Guantanamo

Floor Speech

Date: May 20, 2009
Location: Washington, DC

Guantanamo

Mr. McCONNELL. Mr. President, there now appears to be a wide bipartisan agreement in the Senate that closing Guantanamo before the administration has a plan to deal with the detainees there was a bad idea. Senators will make it official today with their votes.

For months, we have been saying what Senate Democrats now acknowledge: that because the administration has no plan for what to do with the 240 detainees at Guantanamo, it would be irresponsible and dangerous for the Senate to appropriate the money to close it.

I commend Senate Democrats for fulfilling their oversight responsibilities by refusing to vote to provide any funding to close Guantanamo until the administration can prove to the American people that closing Guantanamo will
not make us less safe than Guantanamo has.

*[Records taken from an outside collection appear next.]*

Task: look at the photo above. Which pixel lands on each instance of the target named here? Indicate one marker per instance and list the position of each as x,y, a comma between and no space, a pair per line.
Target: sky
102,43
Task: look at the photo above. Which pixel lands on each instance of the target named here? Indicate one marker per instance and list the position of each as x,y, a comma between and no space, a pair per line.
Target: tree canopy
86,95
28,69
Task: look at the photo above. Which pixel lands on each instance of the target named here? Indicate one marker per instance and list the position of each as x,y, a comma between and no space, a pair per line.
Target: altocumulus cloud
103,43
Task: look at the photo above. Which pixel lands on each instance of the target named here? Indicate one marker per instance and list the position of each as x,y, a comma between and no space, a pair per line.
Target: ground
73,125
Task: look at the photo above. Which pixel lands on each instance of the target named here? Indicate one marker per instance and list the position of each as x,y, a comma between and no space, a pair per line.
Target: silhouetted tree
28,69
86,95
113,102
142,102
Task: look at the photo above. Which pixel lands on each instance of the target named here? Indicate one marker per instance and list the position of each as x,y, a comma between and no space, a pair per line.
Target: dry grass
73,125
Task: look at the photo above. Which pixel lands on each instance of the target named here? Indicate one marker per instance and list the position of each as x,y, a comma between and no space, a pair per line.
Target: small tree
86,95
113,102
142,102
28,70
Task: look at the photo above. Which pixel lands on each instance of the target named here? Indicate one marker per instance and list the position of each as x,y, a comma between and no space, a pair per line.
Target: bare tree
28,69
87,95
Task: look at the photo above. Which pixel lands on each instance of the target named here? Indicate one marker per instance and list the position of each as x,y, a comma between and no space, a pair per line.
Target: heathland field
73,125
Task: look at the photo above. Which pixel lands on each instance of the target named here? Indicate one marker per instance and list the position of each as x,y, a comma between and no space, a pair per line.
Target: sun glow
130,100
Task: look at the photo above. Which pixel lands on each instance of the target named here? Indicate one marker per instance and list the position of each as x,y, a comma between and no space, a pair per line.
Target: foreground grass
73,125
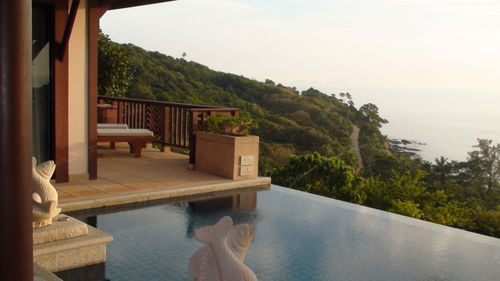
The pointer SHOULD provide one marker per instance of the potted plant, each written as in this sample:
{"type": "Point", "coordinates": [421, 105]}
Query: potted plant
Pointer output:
{"type": "Point", "coordinates": [225, 148]}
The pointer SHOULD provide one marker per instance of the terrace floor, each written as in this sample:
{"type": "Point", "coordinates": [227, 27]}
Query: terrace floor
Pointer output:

Those of us in Congress have a responsibility to American service men and women, risking their lives abroad, and to citizens here at home. Congress will demonstrate its seriousness about that responsibility when it votes against an open-ended plan to release or transfer detainees at Guantanamo.

The administration has shown a good deal of flexibility on matters of national security over the past few months: on Iraq, for example, in not insisting on an arbitrary deadline for withdrawal; on military commissions, by deciding to resume their use; on prisoner photos, by concluding that releasing them would jeopardize the safety of our service men and women; and on Afghanistan, by replicating the surge strategy that has worked so well in Iraq.

I hope the administration will show more of this flexibility by changing its position on an arbitrary deadline for closing Guantanamo. Americans do not want some of the most dangerous men alive coming here or released overseas, where they can return to the fight, as many other detainees who have been released from Guantanamo already have.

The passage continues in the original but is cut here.